Changes since take 2:
- fix a bug pointed by Jan, and updated the comments
journal_try_to_free_buffers() could race with jbd commit transaction when
the later is holding the buffer reference while waiting for the data buffer
to flush to disk. If the caller of journal_try_to_free_buffers() request
tries hard to release the buffers, it will treat the failure as error and return
back to the caller. We have seen the directo IO failed due to this race.
Some of the caller of releasepage() also expecting the buffer to be dropped
when passed with GFP_KERNEL mask to the releasepage()->journal_try_to_free_buffers().
With this patch, if the caller is passing the GFP_KERNEL to indicating this
call could wait, in case of try_to_free_buffers() failed, let's waiting for
journal_commit_transaction() to finish commit the current committing transaction
, then try to free those buffers again with journal locked.
Signed-off-by: Mingming Cao <cmm@us.ibm.com>
Reviewed-by: Badari Pulavarty <pbadari@us.ibm.com>
---
fs/jbd/transaction.c | 57 +++++++++++++++++++++++++++++++++++++++++++++++++--
mm/filemap.c | 3 --
2 files changed, 56 insertions(+), 4 deletions(-)
Index: linux-2.6.26-rc3/fs/jbd/transaction.c
===================================================================
--- linux-2.6.26-rc3.orig/fs/jbd/transaction.c 2008-05-21 16:17:51.000000000 -0700
+++ linux-2.6.26-rc3/fs/jbd/transaction.c 2008-05-21 16:20:11.000000000 -0700
@@ -1648,12 +1648,40 @@ out:
return;
}
+/*
+ * journal_try_to_free_buffers() could race with journal_commit_transaction()
+ * The later might still hold the reference count to the buffers when inspecting
+ * them on t_syncdata_list or t_locked_list.
+ *
+ * Journal_try_to_free_buffers() will call this function to
+ * wait for the current transaction to finish syncing data buffers, before
+ * try to free that buffer.
+ *
+ * Called with journal->j_state_lock hold.
+ */
+static void journal_wait_for_transaction_sync_data(journal_t *journal)
+{
+ transaction_t *transaction = NULL;
+ tid_t tid;
+
+ transaction = journal->j_committing_transaction;
+
+ if (!transaction)
+ return;
+
+ tid = transaction->t_tid;
+ spin_unlock(&journal->j_state_lock);
+ log_wait_commit(journal, tid);
+ spin_lock(&journal->j_state_lock);
+}
/**
* int journal_try_to_free_buffers() - try to free page buffers.

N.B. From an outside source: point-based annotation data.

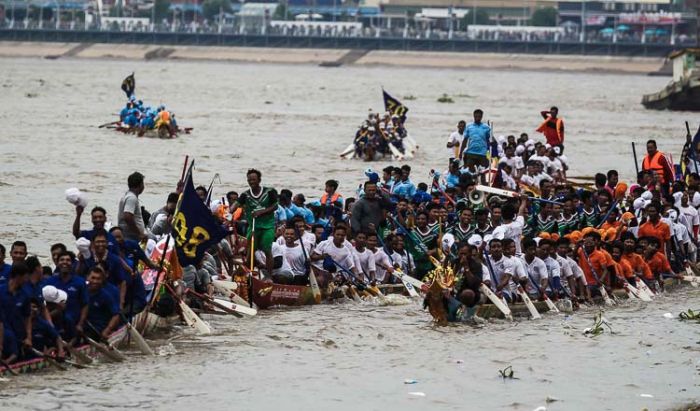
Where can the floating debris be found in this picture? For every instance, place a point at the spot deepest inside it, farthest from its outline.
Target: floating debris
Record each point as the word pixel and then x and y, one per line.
pixel 445 99
pixel 689 315
pixel 597 329
pixel 507 373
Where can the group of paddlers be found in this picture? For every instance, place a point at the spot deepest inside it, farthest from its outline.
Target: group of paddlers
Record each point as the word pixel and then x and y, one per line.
pixel 513 226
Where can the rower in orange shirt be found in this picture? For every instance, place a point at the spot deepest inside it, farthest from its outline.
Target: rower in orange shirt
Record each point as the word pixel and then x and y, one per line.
pixel 639 266
pixel 593 263
pixel 654 227
pixel 657 261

* @journal: journal for operation
* @page: to try and free
- * @unused_gfp_mask: unused
+ * @gfp_mask: we use the mask to detect how hard should we try to release
+ * buffers. If __GFP_WAIT and __GFP_FS is set, we wait for commit code to
+ * release the buffers.
*
*
* For all the buffers on this page,
@@ -1682,9 +1710,11 @@ out:
* journal_try_to_free_buffer() is changing its state. But that
* cannot happen because we never reallocate freed data as metadata
* while the data is part of a transaction. Yes?
+ *
+ * Return 0 on failure, 1 on success
*/
int journal_try_to_free_buffers(journal_t *journal,
- struct page *page, gfp_t unused_gfp_mask)

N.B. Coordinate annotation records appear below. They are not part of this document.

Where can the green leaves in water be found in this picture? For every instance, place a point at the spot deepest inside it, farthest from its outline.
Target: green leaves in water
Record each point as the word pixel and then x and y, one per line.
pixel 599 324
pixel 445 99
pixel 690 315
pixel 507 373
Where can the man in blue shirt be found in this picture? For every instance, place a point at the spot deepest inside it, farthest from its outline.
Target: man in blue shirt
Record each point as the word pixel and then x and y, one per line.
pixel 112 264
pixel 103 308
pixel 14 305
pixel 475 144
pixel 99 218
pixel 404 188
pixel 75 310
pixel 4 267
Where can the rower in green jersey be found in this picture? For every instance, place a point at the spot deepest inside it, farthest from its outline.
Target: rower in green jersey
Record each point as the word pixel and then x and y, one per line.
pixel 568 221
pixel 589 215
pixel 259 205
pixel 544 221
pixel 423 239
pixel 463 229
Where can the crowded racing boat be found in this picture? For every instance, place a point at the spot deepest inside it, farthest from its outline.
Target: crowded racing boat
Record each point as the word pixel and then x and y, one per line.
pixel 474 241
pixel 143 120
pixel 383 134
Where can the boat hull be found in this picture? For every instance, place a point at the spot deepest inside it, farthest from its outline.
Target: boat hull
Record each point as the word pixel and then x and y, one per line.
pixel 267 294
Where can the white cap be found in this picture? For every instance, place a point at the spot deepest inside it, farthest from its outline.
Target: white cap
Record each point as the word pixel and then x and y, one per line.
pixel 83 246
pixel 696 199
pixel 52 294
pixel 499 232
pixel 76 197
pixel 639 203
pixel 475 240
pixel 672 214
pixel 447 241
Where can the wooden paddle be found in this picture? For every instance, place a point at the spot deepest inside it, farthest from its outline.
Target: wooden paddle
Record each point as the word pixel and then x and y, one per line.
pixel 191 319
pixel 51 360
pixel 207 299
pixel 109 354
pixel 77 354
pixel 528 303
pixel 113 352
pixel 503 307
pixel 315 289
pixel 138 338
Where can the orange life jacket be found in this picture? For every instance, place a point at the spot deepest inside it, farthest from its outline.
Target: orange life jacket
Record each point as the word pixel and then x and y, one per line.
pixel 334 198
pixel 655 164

+ struct page *page, gfp_t gfp_mask)
{
struct buffer_head *head;
struct buffer_head *bh;
@@ -1713,7 +1743,30 @@ int journal_try_to_free_buffers(journal_
if (buffer_jbd(bh))
goto busy;
} while ((bh = bh->b_this_page) != head);
+
ret = try_to_free_buffers(page);
+
+ /*
+ * There are a number of places where journal_try_to_free_buffers()
+ * could race with journal_commit_transaction(), the later still
+ * holds the reference to the buffers to free while processing them.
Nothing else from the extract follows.